Where a “fixed FiO2” approach is used to administer hypoxia, the SF index may also provide similar information about inter-individual variability. At a FiO2 of ~0.11, for instance, the SpO2 response of participants A, B, and C are 85, 78, and 71%, equating to SF values of 773, 709, and 645, respectively (Figure 1). By establishing threshold values for SF, distinct groups can be identified and clustered for training purposes, to increase likelihood of achieving similar physiological responses.
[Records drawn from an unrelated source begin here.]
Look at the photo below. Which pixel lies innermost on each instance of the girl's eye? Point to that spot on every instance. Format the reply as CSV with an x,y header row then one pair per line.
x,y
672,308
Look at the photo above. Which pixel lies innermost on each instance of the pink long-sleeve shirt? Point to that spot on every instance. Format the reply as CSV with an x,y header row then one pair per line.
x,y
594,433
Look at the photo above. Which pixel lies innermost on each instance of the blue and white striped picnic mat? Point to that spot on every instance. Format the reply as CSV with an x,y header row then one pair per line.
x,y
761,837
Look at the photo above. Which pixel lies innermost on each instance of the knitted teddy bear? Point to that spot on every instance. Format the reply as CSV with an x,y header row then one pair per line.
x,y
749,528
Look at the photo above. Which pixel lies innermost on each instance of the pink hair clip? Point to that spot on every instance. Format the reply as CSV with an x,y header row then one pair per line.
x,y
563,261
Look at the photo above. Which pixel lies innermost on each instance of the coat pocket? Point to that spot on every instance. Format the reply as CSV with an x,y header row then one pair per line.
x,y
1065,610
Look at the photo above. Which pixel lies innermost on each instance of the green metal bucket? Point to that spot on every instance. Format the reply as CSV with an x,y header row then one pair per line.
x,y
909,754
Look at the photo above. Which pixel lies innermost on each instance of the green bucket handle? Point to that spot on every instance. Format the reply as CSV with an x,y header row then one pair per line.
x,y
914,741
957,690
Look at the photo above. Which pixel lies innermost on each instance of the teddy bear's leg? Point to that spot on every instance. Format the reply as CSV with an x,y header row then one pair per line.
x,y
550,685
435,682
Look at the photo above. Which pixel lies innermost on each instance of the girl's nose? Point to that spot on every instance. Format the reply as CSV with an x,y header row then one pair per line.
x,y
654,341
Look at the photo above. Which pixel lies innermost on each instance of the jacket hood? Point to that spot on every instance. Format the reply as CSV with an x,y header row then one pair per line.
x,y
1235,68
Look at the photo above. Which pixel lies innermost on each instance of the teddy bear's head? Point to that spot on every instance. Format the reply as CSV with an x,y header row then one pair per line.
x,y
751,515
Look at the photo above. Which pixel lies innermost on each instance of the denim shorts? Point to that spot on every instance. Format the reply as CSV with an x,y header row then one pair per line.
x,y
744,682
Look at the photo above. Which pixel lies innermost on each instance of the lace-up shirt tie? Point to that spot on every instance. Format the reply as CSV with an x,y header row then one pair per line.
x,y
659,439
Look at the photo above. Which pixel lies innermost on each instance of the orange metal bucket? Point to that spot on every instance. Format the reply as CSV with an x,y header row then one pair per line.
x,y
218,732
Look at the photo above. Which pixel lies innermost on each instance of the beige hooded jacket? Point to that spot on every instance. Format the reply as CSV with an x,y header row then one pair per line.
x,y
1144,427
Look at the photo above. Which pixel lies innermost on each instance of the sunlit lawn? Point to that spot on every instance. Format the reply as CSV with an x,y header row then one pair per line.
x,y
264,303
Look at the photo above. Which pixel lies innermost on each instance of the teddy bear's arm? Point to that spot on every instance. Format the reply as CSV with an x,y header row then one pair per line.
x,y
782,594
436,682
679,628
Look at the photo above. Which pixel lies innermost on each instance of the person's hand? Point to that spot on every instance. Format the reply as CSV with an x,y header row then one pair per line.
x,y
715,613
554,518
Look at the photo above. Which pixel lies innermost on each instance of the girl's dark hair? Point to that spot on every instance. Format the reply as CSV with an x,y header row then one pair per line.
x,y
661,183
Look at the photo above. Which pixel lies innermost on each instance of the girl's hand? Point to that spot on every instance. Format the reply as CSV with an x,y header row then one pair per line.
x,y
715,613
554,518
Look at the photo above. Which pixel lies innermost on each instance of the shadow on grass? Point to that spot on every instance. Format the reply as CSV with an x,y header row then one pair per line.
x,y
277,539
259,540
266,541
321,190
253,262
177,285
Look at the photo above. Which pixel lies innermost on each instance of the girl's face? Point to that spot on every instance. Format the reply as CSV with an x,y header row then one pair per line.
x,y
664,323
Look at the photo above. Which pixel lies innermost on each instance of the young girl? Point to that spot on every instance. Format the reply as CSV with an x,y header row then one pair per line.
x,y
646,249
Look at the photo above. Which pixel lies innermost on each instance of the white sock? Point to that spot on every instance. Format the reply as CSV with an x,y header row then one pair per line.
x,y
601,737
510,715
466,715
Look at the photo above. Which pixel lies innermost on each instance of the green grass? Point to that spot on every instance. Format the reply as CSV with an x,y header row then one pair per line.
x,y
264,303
Challenges for Implementation
The appeal of the “fixed FiO2” approach, is the ease of implementation, for example, in an environmental chamber where a group of athletes can train together. Comparatively, whilst an individualized approach may produce a more consistent hypoxic response, such an approach would likely require personalized equipment and/or prior preparations (e.g., titration of “dose”). That said, an individualized approach to administering hypoxia would be applicable across the spectrum from clinical cohorts to elite-level athletes. However, it should be highlighted that the SF index is a measurement that does not consider the type of hypoxia exposure (i.e., hypobaric vs. normobaric). Since greater desaturation is associated with hypobaric than normobaric hypoxia for a matched inspired PO2 (Saugy et al., 2014), SF values may not be strictly equivalent between terrestrial and simulated hypoxia, and therefore should not be used interchangeably.
Conclusion
Traditionally, hypoxic training has adopted a universal approach, wherein all individuals receive the same absolute hypoxia stress (i.e., FiO2). Whilst highly practical, substantial inter-individual variability in response to a given FiO2 is indisputable. The implication being, that some individuals attain the appropriate hypoxia-related adaptations, whereas others may receive potentially harmful or ineffective stimuli. Similar to the individual tailoring of training variables, we suggest that the administration of hypoxia requires an individualized approach. We therefore propose that the SF index (i.e., SpO2 to FiO2 ratio)—which is already widely adopted in clinical settings—can also be used by exercise physiologists and sport scientists to gauge an individual's response to hypoxia. This may ultimately offer a more pragmatic approach toward defining physiologically distinct groups of individuals and enable a tailored level of FiO2.
Author Contributions
All authors listed have made a substantial, direct and intellectual contribution to the work, and approved it for publication.
Conflict of Interest
The authors declare that the research was conducted in the absence of any commercial or financial relationships that could be construed as a potential conflict of interest. The handling editor declared a past co-authorship with the authors JS and OG.